I don’t have an iPhone but I do have an iPod Touch which runs most of the iPhone software and I’ve been blown away by the version of the Safari browser that runs on the iPhone/Touch. It’s the first time I’ve ever found it acceptable to browse the Web on a handheld device. Accessing the Web on my BlackBerry is like having one’s teeth pulled without anaesthetic. It’s simply dire.
Looks like I’m not alone in this:
On Christmas, traffic to Google from iPhones surged, surpassing incoming traffic from any other type of mobile device, according to internal Google data made available to The New York Times. A few days later, iPhone traffic to Google fell below that of devices powered by the Nokia-backed Symbian operating system but remained higher than traffic from any other type of cellphone.

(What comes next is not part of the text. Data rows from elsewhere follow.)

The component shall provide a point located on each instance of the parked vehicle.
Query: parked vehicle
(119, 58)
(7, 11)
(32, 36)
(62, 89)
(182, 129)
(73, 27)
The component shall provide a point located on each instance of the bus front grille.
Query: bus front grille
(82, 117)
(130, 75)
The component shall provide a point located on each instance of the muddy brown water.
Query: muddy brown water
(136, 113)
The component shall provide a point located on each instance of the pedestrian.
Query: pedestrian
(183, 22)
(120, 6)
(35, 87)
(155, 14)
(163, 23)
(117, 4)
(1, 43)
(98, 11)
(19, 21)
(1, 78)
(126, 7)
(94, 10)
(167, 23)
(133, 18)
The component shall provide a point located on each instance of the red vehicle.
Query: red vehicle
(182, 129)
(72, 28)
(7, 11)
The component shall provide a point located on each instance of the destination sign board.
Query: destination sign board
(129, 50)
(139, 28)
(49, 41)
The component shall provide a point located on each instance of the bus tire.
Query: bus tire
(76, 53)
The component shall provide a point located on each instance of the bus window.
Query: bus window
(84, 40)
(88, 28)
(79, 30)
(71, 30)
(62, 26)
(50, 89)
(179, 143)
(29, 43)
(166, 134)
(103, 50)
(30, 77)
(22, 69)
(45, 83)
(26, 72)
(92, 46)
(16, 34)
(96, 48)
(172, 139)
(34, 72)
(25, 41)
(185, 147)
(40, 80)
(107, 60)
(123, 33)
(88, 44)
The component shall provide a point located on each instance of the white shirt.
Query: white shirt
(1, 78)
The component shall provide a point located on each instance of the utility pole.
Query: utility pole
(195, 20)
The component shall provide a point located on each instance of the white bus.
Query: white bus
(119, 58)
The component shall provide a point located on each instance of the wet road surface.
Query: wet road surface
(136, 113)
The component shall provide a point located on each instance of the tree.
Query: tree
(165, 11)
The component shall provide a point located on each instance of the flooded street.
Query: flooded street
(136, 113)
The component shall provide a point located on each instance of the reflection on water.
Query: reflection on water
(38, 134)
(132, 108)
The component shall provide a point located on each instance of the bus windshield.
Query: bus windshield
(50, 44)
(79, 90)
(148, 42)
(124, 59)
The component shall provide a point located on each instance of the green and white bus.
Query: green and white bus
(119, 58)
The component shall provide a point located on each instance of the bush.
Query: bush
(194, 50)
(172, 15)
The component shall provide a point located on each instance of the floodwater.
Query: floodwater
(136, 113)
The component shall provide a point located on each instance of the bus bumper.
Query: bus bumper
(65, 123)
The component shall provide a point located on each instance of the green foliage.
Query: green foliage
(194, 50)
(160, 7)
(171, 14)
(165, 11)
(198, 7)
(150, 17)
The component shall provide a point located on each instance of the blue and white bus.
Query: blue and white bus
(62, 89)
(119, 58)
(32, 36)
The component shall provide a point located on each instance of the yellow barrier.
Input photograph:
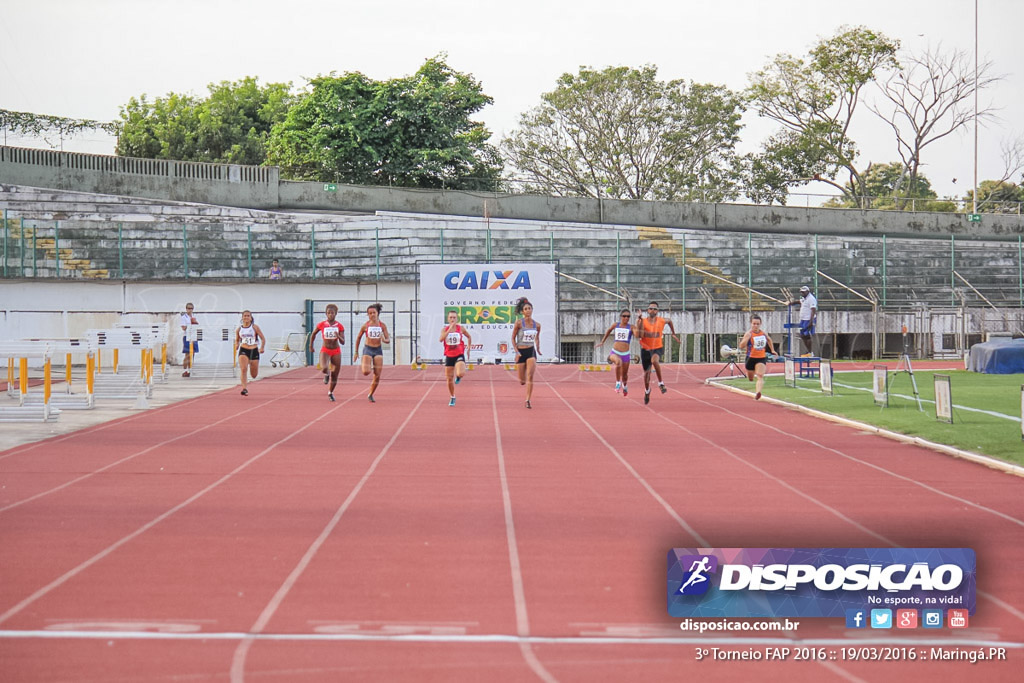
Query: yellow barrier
(89, 370)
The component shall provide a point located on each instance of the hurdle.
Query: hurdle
(68, 399)
(22, 351)
(160, 334)
(122, 385)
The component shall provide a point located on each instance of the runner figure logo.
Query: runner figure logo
(696, 581)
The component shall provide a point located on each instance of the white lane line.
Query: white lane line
(483, 639)
(71, 482)
(518, 593)
(239, 658)
(68, 575)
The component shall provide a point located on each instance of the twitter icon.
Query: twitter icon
(882, 619)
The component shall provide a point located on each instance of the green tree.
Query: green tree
(414, 131)
(231, 125)
(997, 197)
(815, 100)
(622, 133)
(889, 188)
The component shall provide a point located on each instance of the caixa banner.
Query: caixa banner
(817, 582)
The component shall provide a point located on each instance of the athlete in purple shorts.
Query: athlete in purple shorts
(620, 355)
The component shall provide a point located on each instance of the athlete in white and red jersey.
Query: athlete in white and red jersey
(455, 352)
(333, 334)
(758, 344)
(373, 354)
(620, 355)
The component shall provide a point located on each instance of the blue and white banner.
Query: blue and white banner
(484, 295)
(817, 582)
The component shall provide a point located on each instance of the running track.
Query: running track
(284, 538)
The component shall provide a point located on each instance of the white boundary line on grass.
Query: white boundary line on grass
(896, 436)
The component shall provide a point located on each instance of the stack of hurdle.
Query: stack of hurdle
(160, 334)
(69, 398)
(211, 333)
(19, 353)
(123, 385)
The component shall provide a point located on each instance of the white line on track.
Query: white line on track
(239, 658)
(71, 573)
(518, 593)
(507, 638)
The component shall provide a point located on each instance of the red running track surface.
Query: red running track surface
(284, 538)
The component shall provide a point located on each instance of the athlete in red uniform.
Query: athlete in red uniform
(333, 334)
(758, 344)
(455, 352)
(373, 355)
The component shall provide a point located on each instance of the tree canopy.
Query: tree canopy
(623, 133)
(231, 125)
(414, 131)
(890, 188)
(815, 100)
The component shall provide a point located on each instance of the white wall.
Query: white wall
(61, 309)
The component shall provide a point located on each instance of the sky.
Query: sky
(85, 58)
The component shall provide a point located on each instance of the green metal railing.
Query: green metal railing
(901, 270)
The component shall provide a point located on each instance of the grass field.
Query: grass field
(986, 408)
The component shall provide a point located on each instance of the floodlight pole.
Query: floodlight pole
(974, 206)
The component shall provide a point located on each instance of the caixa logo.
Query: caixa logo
(487, 280)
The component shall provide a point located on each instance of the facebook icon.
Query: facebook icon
(856, 619)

The data is striking because the iPhone, an Apple product, accounts for just 2 percent of smartphones worldwide, according to IDC, a market research firm. Phones powered by Symbian make up 63 percent of the worldwide smartphone market, while those powered by Microsoft’s Windows Mobile have 11 percent and those running the BlackBerry system have 10 percent.
The iPhone has taken the frustration out of browsing on a mobile phone, said Charles Wolf, an analyst with Needham & Company.
Other companies confirmed the trends, if not the specific data, observed by Google. Yahoo, for instance, said iPhones accounted for a disproportionate amount of its mobile traffic. And AdMob, a firm that shows billions of ads on mobile Web sites every month, said it saw traffic from iPhones surge drastically around Christmas.
“Consumers are going to demand Internet browsers” as good as Apple’s, said Vic Gundotra, a Google vice president who oversees mobile products…
The stats are significant: Google is seeing almost as much traffic from a device that has 2 per cent of the phone market as from Symbian phones which have 63 per cent of the market. There’s a lesson there, Nokia.